Despite rapid progress in MLFFs, their practical deployment remains constrained by the lack of dedicated, MLFF-native computational infrastructures. Most existing toolkits, such as Sella,13 MLatom 3,14 and the Atomic Simulation Environment (ASE),15 are designed as general-purpose frameworks and are not specifically optimized for MLFF-driven workflows, and also do not fully leverage a key advantage of MLFFs: their suitability for large-scale parallel evaluation across large ensembles of molecular systems. This capability, which enables high-throughput molecular simulations, can be realized through parallel optimization algorithms. This limitation becomes especially pronounced for reaction discovery and pathway sampling, where the intrinsic parallelism of MLFFs could enable high-throughput exploration across multiple configurations, intermediates, or reaction channels. A representative example is the batched nudged elastic band (B-NEB) method,9 which demonstrates how an MLFF can be coupled with parallel algorithms to efficiently explore reaction pathways. However, effective use of current toolkits depends heavily on users' programming skills, creating a high technical barrier that restricts accessibility beyond specialist developers and hinders broader adoption in applied and industrial settings. Together, these challenges highlight the urgent need for MLFF-native software infrastructures that are both GPU-oriented and user-friendly, supporting advanced parallel algorithms while remaining practical for a broad research community.
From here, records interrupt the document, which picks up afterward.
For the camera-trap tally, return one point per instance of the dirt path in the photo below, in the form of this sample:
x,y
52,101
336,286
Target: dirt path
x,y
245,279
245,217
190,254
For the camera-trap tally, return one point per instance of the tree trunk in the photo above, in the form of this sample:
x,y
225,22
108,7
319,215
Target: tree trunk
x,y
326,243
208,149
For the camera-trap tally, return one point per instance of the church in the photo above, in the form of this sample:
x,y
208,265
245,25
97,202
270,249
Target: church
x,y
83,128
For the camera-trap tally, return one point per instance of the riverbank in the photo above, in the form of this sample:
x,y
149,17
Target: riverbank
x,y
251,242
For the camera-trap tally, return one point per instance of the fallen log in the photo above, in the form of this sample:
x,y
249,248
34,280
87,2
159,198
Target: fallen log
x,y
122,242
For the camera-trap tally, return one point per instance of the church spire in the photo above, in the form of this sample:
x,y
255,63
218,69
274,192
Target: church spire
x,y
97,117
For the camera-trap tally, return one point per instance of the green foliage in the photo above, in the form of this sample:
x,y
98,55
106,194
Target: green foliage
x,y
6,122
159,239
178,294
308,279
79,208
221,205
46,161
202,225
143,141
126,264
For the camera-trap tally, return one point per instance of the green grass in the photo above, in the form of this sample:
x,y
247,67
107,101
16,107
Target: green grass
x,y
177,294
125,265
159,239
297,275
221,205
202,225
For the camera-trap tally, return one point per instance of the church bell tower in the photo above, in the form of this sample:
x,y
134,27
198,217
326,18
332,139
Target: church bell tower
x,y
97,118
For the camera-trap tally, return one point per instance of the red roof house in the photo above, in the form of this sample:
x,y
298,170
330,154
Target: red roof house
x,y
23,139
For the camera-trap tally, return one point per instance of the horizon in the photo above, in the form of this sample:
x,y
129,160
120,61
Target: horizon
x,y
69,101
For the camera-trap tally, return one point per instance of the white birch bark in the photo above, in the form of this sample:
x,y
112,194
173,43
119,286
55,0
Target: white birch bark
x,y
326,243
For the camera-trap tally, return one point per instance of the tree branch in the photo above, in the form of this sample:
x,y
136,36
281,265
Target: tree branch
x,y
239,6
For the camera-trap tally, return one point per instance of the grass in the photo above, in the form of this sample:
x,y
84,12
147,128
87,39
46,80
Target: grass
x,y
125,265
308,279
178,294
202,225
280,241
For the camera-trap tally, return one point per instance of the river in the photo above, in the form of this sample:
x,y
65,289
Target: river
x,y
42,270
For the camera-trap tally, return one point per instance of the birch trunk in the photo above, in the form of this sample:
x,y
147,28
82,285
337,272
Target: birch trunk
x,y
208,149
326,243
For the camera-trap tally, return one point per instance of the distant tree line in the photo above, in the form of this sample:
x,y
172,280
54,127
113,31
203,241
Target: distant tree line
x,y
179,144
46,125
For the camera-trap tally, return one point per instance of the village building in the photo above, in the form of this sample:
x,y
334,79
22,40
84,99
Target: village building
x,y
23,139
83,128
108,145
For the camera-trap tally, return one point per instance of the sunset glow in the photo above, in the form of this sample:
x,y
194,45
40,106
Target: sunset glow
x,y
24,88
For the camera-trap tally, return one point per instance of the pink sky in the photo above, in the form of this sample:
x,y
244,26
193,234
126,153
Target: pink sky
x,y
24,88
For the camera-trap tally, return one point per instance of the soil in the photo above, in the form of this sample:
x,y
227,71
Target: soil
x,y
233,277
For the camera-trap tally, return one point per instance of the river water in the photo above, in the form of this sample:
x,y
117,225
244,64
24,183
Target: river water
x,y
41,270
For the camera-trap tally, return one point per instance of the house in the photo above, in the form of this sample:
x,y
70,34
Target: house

In this work, we developed MAPLE (MAchine learning Potential for Landscape Exploration), a computational platform specifically designed to enable the effective application of MLFF across diverse research fields. The current release of MAPLE offers a comprehensive set of core capabilities, including single-point energy calculations, geometry optimizations, PES scans, transition state (TS) searches, and frequency analyses. We demonstrated the robustness and reliability of MAPLE's core algorithms in transition state optimizations using three general-purpose reactive MLFFs. We further applied MAPLE to investigate enzymatic catalysis across three distinct enzymes and their corresponding mutants, demonstrating that the platform consistently predicts accurate potential energy profiles and reliable geometric structures in catalytic processes. These results underscore MAPLE's potential to enable efficient, interpretable, and high-resolution computational molecular design. We envision MAPLE as a next-generation MLFF-based computational chemistry platform that not only broadens their applications but also provides a foundation for developing advanced MLFF algorithms, ultimately reshaping the computational paradigm of the field.
The Input Reader serves as the central control unit of MAPLE, translating user-defined inputs into customized computational workflows, including task selection, parameter setting, and device allocation. Unlike conventional computational chemistry packages, MAPLE supports concurrent loading of multiple molecular systems in various coordinate formats, enabling efficient parallel execution. The Input Reader further integrates post-modification utilities for enforcing structural constraints, such as fixed coordinates or bond lengths, as well as a built-in explicit solvation builder. Leveraging the efficiency of MLFFs, MAPLE enables routine simulations of large systems and supports explicit treatment of various solvent effects by providing a library of nearly one hundred equilibrium explicit solvent environments.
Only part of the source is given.